1. Historical Analysis
Historical analysis is the process of referring to staffing needs from previous months to create an upcoming schedule. This is considered the best way to prepare for labor requirements because it is based on a business's specific needs. To perform historical analysis, managers should review past data and identify any patterns in employment. When examining these trends, they should consider the following questions.
- Which days or times does the company experience the most customers?
- Which days or times is the slowest?
- Are there specific seasons where the store becomes busier or slower?
- What holidays or events affect the flow of customers?
Organizations can streamline this process by using software solutions, like Zip Forecasting. This tool can automate historical analysis and will help businesses easily anticipate demand. It also ensures accurate forecasting; therefore, companies can effectively reduce labor costs and properly staff their locations every day.
2. Research the Market
Market research will provide insight into regular customer demands and competitor's schedule forecasting trends. Companies can then use this information and align it to their specific needs. New business owners should consider networking with those in their industry to get advice on seasonal trends and scheduling. When conducting market research, teams should make sure to answer the following questions.

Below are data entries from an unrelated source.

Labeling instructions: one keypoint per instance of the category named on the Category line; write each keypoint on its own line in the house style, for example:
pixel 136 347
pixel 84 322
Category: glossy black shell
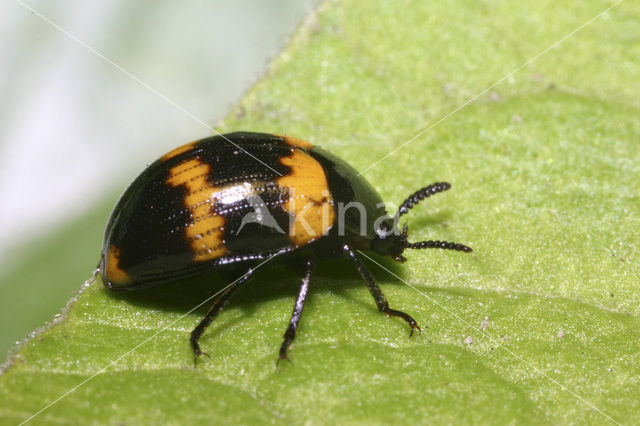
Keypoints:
pixel 152 235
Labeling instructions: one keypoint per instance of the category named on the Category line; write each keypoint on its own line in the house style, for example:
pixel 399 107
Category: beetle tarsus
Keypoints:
pixel 290 334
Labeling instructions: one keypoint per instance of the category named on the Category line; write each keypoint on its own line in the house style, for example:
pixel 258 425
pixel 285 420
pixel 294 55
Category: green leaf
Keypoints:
pixel 539 325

- Does the industry have slow or busy periods or seasons?
- Do geographical regions impact customer demands?
- What is the average staff schedule for businesses of a similar size?
3. Delphi Method
The Delphi model is a forecasting method that is often used by companies that have multiple decision-makers and managers. This method involves having these leaders answer anonymous surveys about labor needs in the future. The final scheduling decision is then made based on the collective responses. The Delphi method is recommended for long-term schedules that are sensitive or political.

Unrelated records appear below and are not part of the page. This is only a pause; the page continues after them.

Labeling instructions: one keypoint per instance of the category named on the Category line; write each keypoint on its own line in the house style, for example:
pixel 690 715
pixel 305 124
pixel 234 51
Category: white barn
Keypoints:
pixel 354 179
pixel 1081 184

4. Advanced Quantitative Techniques
This refers to using statistical analysis to identify trends and patterns in historical data and future scenarios. It can also be used to examine market conditions and economic fluctuations. Organizations can use forecasting software, like Zip Forecasting, to streamline advanced quantitative methods. This workforce management solution automatically tracks historical sales and transactional data and makes it easier for users to find trends.
5. Assessments From Managerial Teams
Managers will have a clear understanding of what their store needs because they experience the workflow daily. Therefore, they can oftentimes identify anomalies that their forecasting systems may not. Management teams also work directly with customers and staff members. This means they will have a deeper knowledge of their employees' personal needs, as well as regional demands. Therefore, when making staffing decisions, it is important to consider managerial judgments.

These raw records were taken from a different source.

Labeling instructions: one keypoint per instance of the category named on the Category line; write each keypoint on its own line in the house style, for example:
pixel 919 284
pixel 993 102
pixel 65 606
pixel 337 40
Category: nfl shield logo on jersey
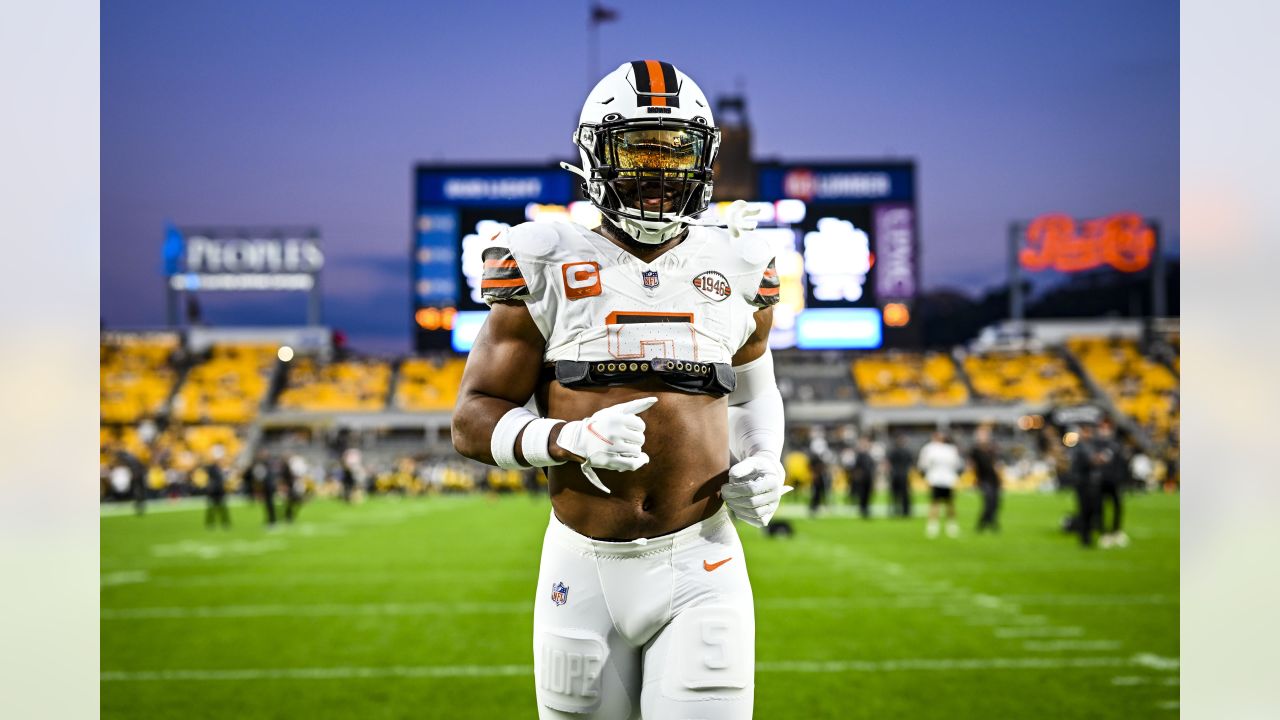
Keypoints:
pixel 560 593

Key Takeaways - Labor Forecasting
- Labor forecasting is the process of anticipating how many hours a company will need its employees to work in the future.
- This helps companies keep a balance between understaffing and overstaffing employees, which will effectively help reduce labor costs and lost sales.
- Other benefits of labor forecasting include enhanced customer experiences, customer retention, and strategic decision-making.
- The 5 key methods used to forecast labor include historical analysis, market research, the Delphi method, quantitative analysis, and managerial assessments.
- Implementing these techniques will enable companies to accurately predict their labor needs and protect their financial health.